Its predecessor, Tourism of Thailand, was founded in 1924. Aimed at attracting tourists to Thailand, its responsibility bounced around between the State Railway of Thailand, the Ministry of Commerce, the Ministry of Transport and the Office of the Prime Minister. The current organisation, the Tourism Authority of Thailand (TAT), was established on 4 May 1979.

==Initiatives==
TAT uses the slogan "Amazing Thailand" to promote Thailand internationally. In 2015, this was supplemented by a "Discover Thainess" campaign.

In 2015, TAT introduced a campaign titled "2015: Discover Thainess." TAT Governor Thawatchai Arunyik said the campaign will incorporate the "twelve values" that Thai junta leader and Prime Minister Prayut Chan-o-cha wants all Thais to practice.

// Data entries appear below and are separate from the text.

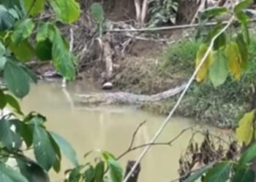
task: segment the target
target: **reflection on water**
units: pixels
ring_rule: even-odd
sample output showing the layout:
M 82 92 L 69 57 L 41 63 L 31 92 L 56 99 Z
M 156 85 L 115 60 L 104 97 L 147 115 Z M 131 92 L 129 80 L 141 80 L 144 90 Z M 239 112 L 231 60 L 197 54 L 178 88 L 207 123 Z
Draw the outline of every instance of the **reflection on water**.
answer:
M 93 162 L 93 156 L 85 160 L 83 156 L 91 149 L 107 150 L 115 155 L 124 151 L 138 125 L 147 122 L 138 133 L 135 145 L 149 141 L 158 129 L 162 116 L 136 110 L 135 107 L 101 106 L 94 109 L 73 108 L 69 93 L 88 93 L 97 91 L 91 84 L 70 83 L 68 92 L 64 92 L 61 83 L 41 82 L 32 87 L 28 97 L 21 102 L 28 113 L 39 112 L 48 118 L 48 130 L 64 136 L 78 152 L 80 162 Z M 192 122 L 184 118 L 174 118 L 159 141 L 167 141 Z M 177 177 L 178 159 L 186 149 L 191 132 L 185 132 L 172 146 L 153 147 L 142 162 L 140 182 L 167 182 Z M 141 150 L 135 151 L 121 159 L 124 167 L 128 159 L 136 159 Z M 61 181 L 64 171 L 71 165 L 67 159 L 62 162 L 62 173 L 51 172 L 52 181 Z

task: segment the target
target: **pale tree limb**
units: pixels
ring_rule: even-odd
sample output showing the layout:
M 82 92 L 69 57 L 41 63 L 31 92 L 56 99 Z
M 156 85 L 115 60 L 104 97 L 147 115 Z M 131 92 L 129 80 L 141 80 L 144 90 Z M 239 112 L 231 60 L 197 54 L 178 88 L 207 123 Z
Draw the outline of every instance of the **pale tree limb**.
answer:
M 136 10 L 136 20 L 139 21 L 140 17 L 140 0 L 135 0 L 135 7 Z
M 141 8 L 140 26 L 145 23 L 145 19 L 148 11 L 148 0 L 144 0 Z
M 204 63 L 206 61 L 207 58 L 208 56 L 208 55 L 210 54 L 213 47 L 214 47 L 214 42 L 216 40 L 216 39 L 217 39 L 217 37 L 222 34 L 224 31 L 225 31 L 227 28 L 232 24 L 233 21 L 234 20 L 234 16 L 233 16 L 230 20 L 228 21 L 228 23 L 217 34 L 215 35 L 213 39 L 211 39 L 211 44 L 206 52 L 206 54 L 204 55 L 203 59 L 201 60 L 201 62 L 200 63 L 200 64 L 198 65 L 197 68 L 195 69 L 195 71 L 194 71 L 192 76 L 190 77 L 188 84 L 186 86 L 185 90 L 183 91 L 183 92 L 181 93 L 181 95 L 180 95 L 180 97 L 178 98 L 178 100 L 177 100 L 176 105 L 174 106 L 173 108 L 170 111 L 169 115 L 167 116 L 167 118 L 165 119 L 165 121 L 162 122 L 162 124 L 161 124 L 161 126 L 159 127 L 159 130 L 157 130 L 157 132 L 156 132 L 156 134 L 154 135 L 154 136 L 153 137 L 152 140 L 149 142 L 149 143 L 154 143 L 156 141 L 156 140 L 158 138 L 158 137 L 161 135 L 161 133 L 162 132 L 162 131 L 164 130 L 164 129 L 165 128 L 165 127 L 167 126 L 167 124 L 168 124 L 170 119 L 171 119 L 171 117 L 173 116 L 174 112 L 176 111 L 176 110 L 177 109 L 178 106 L 179 106 L 179 104 L 181 103 L 184 96 L 185 95 L 185 94 L 187 93 L 188 89 L 189 88 L 190 85 L 192 84 L 193 80 L 195 79 L 196 75 L 197 74 L 199 70 L 200 69 L 200 68 L 202 67 L 202 66 L 204 64 Z M 134 166 L 132 167 L 132 170 L 130 170 L 130 172 L 127 174 L 127 175 L 125 177 L 124 180 L 123 181 L 124 182 L 127 182 L 127 181 L 129 180 L 129 178 L 130 178 L 130 176 L 132 175 L 133 172 L 135 171 L 135 170 L 136 169 L 137 166 L 140 164 L 140 161 L 143 159 L 143 158 L 145 157 L 145 155 L 147 154 L 147 152 L 149 151 L 149 149 L 151 149 L 151 146 L 148 146 L 145 148 L 145 149 L 143 150 L 143 151 L 141 153 L 141 154 L 139 156 L 139 157 L 138 158 L 135 164 L 134 165 Z
M 70 44 L 69 44 L 69 51 L 72 52 L 73 50 L 74 47 L 74 31 L 72 28 L 70 28 Z M 75 108 L 75 105 L 73 100 L 72 99 L 69 92 L 66 90 L 67 87 L 67 79 L 63 78 L 62 79 L 62 91 L 64 94 L 65 95 L 67 100 L 70 103 L 71 109 L 73 111 Z

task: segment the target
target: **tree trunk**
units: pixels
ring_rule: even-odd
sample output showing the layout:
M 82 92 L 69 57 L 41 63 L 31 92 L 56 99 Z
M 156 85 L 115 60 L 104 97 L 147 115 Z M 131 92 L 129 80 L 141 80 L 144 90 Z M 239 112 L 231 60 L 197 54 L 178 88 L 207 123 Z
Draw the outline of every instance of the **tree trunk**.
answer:
M 118 92 L 77 95 L 76 96 L 80 98 L 79 101 L 83 103 L 141 104 L 143 103 L 157 102 L 174 96 L 182 92 L 185 89 L 186 86 L 187 84 L 184 84 L 181 86 L 177 87 L 174 89 L 170 89 L 163 92 L 151 95 L 136 95 L 129 92 Z

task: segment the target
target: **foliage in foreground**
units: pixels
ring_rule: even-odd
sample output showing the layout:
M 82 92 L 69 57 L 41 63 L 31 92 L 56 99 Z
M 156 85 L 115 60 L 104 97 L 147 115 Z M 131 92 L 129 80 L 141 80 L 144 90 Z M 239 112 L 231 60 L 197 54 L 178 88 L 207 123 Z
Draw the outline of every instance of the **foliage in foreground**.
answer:
M 240 80 L 243 71 L 248 63 L 248 47 L 249 45 L 249 35 L 248 31 L 249 17 L 244 12 L 244 9 L 252 3 L 251 0 L 246 0 L 238 4 L 233 9 L 233 15 L 241 25 L 241 33 L 237 35 L 235 41 L 226 41 L 226 36 L 217 25 L 216 28 L 209 33 L 206 39 L 206 43 L 203 44 L 197 54 L 196 67 L 203 61 L 206 52 L 207 57 L 202 67 L 200 68 L 196 80 L 203 82 L 208 78 L 214 87 L 218 87 L 225 82 L 228 74 L 230 73 L 236 80 Z M 225 8 L 217 8 L 206 10 L 203 15 L 214 17 L 227 12 Z M 207 40 L 211 40 L 216 35 L 219 35 L 215 39 L 213 47 L 208 47 Z M 210 44 L 211 46 L 211 44 Z M 255 110 L 246 114 L 239 122 L 239 127 L 236 130 L 236 134 L 242 144 L 247 146 L 247 150 L 233 160 L 217 161 L 203 168 L 197 170 L 193 175 L 185 180 L 186 182 L 195 181 L 206 174 L 204 182 L 214 181 L 255 181 L 255 173 L 250 165 L 256 157 L 256 143 L 252 138 L 255 138 Z M 249 147 L 249 144 L 251 146 Z M 237 160 L 236 158 L 238 158 Z
M 37 82 L 37 76 L 24 64 L 27 61 L 53 61 L 63 76 L 75 79 L 76 58 L 56 23 L 70 24 L 78 20 L 79 4 L 75 0 L 0 2 L 0 71 L 10 90 L 0 89 L 0 109 L 4 111 L 0 118 L 0 181 L 50 181 L 48 171 L 61 171 L 64 154 L 75 167 L 67 171 L 67 182 L 103 181 L 108 179 L 107 167 L 110 179 L 121 182 L 123 171 L 113 155 L 102 151 L 95 167 L 80 165 L 71 145 L 46 129 L 46 118 L 35 112 L 25 115 L 15 98 L 24 98 L 30 83 Z M 46 8 L 55 12 L 55 18 L 42 17 Z M 8 111 L 10 108 L 12 112 Z M 35 160 L 25 154 L 30 150 Z M 10 159 L 15 159 L 15 164 Z

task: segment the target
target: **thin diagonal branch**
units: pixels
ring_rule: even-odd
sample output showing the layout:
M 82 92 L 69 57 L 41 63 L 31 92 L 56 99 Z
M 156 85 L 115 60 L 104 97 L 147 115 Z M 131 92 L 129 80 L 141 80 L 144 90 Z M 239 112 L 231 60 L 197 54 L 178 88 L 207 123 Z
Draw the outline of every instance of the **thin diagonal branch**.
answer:
M 171 140 L 170 140 L 169 141 L 167 142 L 158 142 L 158 143 L 144 143 L 144 144 L 141 144 L 139 146 L 133 146 L 134 144 L 134 141 L 135 139 L 136 138 L 136 135 L 138 133 L 138 132 L 139 131 L 139 130 L 141 128 L 141 127 L 146 123 L 146 122 L 143 122 L 142 123 L 140 124 L 140 125 L 137 127 L 136 130 L 134 132 L 133 135 L 132 135 L 132 141 L 131 141 L 131 143 L 129 146 L 129 148 L 127 149 L 127 151 L 124 151 L 122 154 L 121 154 L 116 159 L 120 159 L 121 158 L 122 158 L 124 156 L 127 155 L 128 153 L 142 149 L 142 148 L 145 148 L 146 146 L 171 146 L 172 143 L 176 141 L 180 136 L 182 135 L 183 133 L 184 133 L 185 132 L 187 132 L 187 130 L 192 130 L 195 126 L 192 127 L 189 127 L 188 128 L 185 128 L 180 133 L 178 133 L 176 136 L 175 136 L 173 138 L 172 138 Z
M 214 47 L 214 41 L 216 40 L 216 39 L 217 39 L 219 37 L 219 36 L 220 34 L 222 34 L 223 32 L 225 32 L 227 28 L 232 24 L 233 20 L 234 20 L 235 17 L 233 16 L 230 20 L 228 21 L 228 23 L 217 34 L 215 35 L 213 39 L 211 39 L 211 44 L 206 51 L 206 52 L 205 53 L 203 59 L 201 60 L 200 64 L 198 65 L 197 68 L 195 69 L 195 71 L 194 71 L 193 74 L 192 75 L 192 76 L 190 77 L 188 84 L 186 86 L 186 88 L 184 89 L 184 90 L 182 92 L 181 95 L 180 95 L 180 97 L 178 98 L 176 103 L 175 104 L 174 107 L 173 108 L 173 109 L 170 111 L 170 114 L 168 114 L 168 116 L 167 116 L 167 118 L 165 119 L 165 121 L 162 122 L 162 124 L 161 124 L 161 126 L 159 127 L 159 130 L 157 131 L 156 134 L 154 135 L 154 136 L 153 137 L 152 140 L 151 141 L 150 143 L 154 143 L 156 141 L 156 140 L 158 138 L 158 137 L 161 135 L 161 133 L 162 132 L 162 131 L 164 130 L 164 129 L 165 128 L 165 127 L 167 126 L 167 124 L 169 123 L 170 119 L 171 119 L 171 117 L 173 116 L 174 112 L 176 111 L 178 106 L 179 106 L 179 104 L 181 103 L 184 96 L 185 95 L 185 94 L 187 93 L 187 90 L 189 90 L 190 85 L 192 84 L 192 83 L 193 82 L 196 75 L 197 74 L 199 70 L 201 68 L 202 66 L 205 63 L 205 62 L 207 60 L 207 58 L 208 56 L 208 55 L 210 54 L 213 47 Z M 140 154 L 140 155 L 139 156 L 139 157 L 138 158 L 135 164 L 133 165 L 132 168 L 131 169 L 131 170 L 129 171 L 129 173 L 127 175 L 127 176 L 125 177 L 124 180 L 123 181 L 123 182 L 127 182 L 129 178 L 130 178 L 130 176 L 132 175 L 133 172 L 135 170 L 137 166 L 140 164 L 140 161 L 143 159 L 143 158 L 145 157 L 145 155 L 147 154 L 147 152 L 149 151 L 149 149 L 151 149 L 151 146 L 148 146 L 145 148 L 145 149 L 143 150 L 143 151 Z

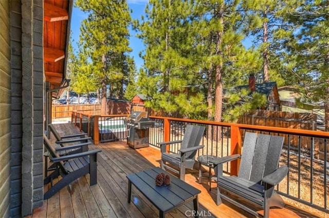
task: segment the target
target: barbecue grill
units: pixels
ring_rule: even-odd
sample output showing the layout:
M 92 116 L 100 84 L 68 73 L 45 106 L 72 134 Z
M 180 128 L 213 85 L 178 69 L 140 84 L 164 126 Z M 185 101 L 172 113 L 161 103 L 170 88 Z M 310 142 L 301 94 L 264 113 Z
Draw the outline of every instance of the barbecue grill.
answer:
M 150 121 L 147 111 L 134 111 L 129 115 L 124 124 L 127 127 L 127 144 L 136 149 L 149 147 L 149 128 L 154 124 Z

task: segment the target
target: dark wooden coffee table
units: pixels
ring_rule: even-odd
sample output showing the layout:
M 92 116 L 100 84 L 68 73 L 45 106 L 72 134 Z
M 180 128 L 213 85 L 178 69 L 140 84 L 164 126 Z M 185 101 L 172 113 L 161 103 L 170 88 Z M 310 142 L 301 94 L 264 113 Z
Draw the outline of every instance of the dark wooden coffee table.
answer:
M 156 175 L 163 172 L 171 177 L 171 183 L 168 186 L 157 186 Z M 139 190 L 159 211 L 160 217 L 171 210 L 188 202 L 193 201 L 194 212 L 198 217 L 198 189 L 167 173 L 161 168 L 156 167 L 136 173 L 127 175 L 128 178 L 128 203 L 130 203 L 132 184 Z

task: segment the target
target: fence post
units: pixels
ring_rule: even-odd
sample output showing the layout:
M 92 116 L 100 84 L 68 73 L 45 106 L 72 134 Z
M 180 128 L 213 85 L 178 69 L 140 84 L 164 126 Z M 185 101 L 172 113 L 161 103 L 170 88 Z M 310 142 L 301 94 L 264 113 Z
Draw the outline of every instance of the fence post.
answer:
M 170 140 L 170 121 L 168 119 L 163 120 L 163 140 L 164 142 L 169 142 Z M 170 149 L 170 146 L 167 145 L 166 152 L 168 152 Z
M 98 129 L 98 120 L 99 115 L 94 116 L 94 144 L 98 145 L 99 144 L 99 132 Z
M 239 127 L 231 127 L 231 154 L 241 154 L 241 132 Z M 240 159 L 231 162 L 231 175 L 237 175 Z

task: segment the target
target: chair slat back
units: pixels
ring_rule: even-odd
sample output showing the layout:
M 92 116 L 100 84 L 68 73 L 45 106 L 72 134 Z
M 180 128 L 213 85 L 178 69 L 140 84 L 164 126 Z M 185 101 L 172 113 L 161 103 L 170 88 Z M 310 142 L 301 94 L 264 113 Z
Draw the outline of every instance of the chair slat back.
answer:
M 268 175 L 278 168 L 284 141 L 284 137 L 276 135 L 271 136 L 271 141 L 269 143 L 268 151 L 266 156 L 264 176 Z
M 57 152 L 56 152 L 56 151 L 55 151 L 55 149 L 54 149 L 53 146 L 52 146 L 51 143 L 50 142 L 47 136 L 44 134 L 43 135 L 43 140 L 44 140 L 44 144 L 45 145 L 45 146 L 46 146 L 46 148 L 47 149 L 48 151 L 49 152 L 49 154 L 50 154 L 50 155 L 53 157 L 59 157 L 60 156 L 59 155 Z M 64 172 L 66 174 L 68 173 L 68 172 L 67 172 L 67 171 L 66 170 L 66 169 L 65 169 L 65 167 L 64 166 L 63 162 L 61 161 L 59 162 L 58 165 L 59 167 L 63 171 L 63 172 Z
M 249 180 L 250 177 L 257 141 L 257 133 L 246 132 L 239 170 L 238 177 L 240 178 Z
M 188 125 L 185 130 L 184 136 L 181 142 L 181 148 L 187 148 L 200 145 L 205 127 L 200 126 Z M 194 158 L 197 151 L 186 153 L 186 157 Z
M 238 177 L 260 183 L 278 166 L 284 138 L 246 132 Z
M 249 179 L 251 181 L 260 182 L 263 178 L 270 139 L 270 135 L 258 134 Z

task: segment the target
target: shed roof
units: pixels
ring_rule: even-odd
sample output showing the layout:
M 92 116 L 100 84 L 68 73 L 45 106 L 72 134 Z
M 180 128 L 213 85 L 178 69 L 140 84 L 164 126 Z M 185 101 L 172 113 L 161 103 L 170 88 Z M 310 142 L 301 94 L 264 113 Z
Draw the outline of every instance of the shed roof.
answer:
M 273 90 L 275 87 L 277 86 L 277 83 L 271 82 L 269 83 L 259 83 L 255 84 L 255 91 L 261 94 L 265 94 L 268 96 Z M 237 89 L 249 89 L 248 85 L 244 86 L 239 86 L 235 87 Z

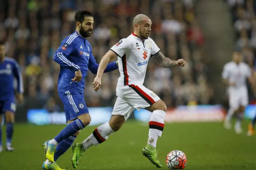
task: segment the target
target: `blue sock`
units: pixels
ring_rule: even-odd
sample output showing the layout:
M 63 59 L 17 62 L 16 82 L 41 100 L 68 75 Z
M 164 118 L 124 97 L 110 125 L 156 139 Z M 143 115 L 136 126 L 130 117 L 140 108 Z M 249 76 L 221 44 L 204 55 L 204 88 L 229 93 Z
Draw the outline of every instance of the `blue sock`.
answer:
M 73 121 L 68 125 L 59 133 L 54 139 L 57 142 L 60 143 L 64 139 L 68 138 L 74 134 L 79 130 L 84 128 L 85 127 L 80 119 L 77 119 Z
M 255 125 L 255 123 L 256 123 L 256 115 L 254 117 L 252 120 L 252 124 L 253 127 L 254 127 Z
M 6 123 L 6 143 L 12 143 L 12 134 L 13 134 L 13 123 Z
M 0 124 L 0 145 L 2 145 L 2 125 Z
M 56 161 L 60 156 L 68 149 L 76 139 L 76 136 L 75 135 L 71 136 L 68 138 L 63 139 L 57 145 L 56 152 L 54 154 L 54 161 Z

In 2017, the Thai government approved a 144 million baht budget to fund the Michelin Guide in a five-year contract to create Michelin Guides for Thailand, starting with Bangkok. The Michelin Guide to Bangkok was released on 6 December 2017.

At the 69th Cannes Film Festival in 2016, Thailand introduced a cash rebate policy for foreign films shot in Thailand. It took effect in January 2017.

==Budget==
TAT's budget for FY2017 is 7,094.8 million baht.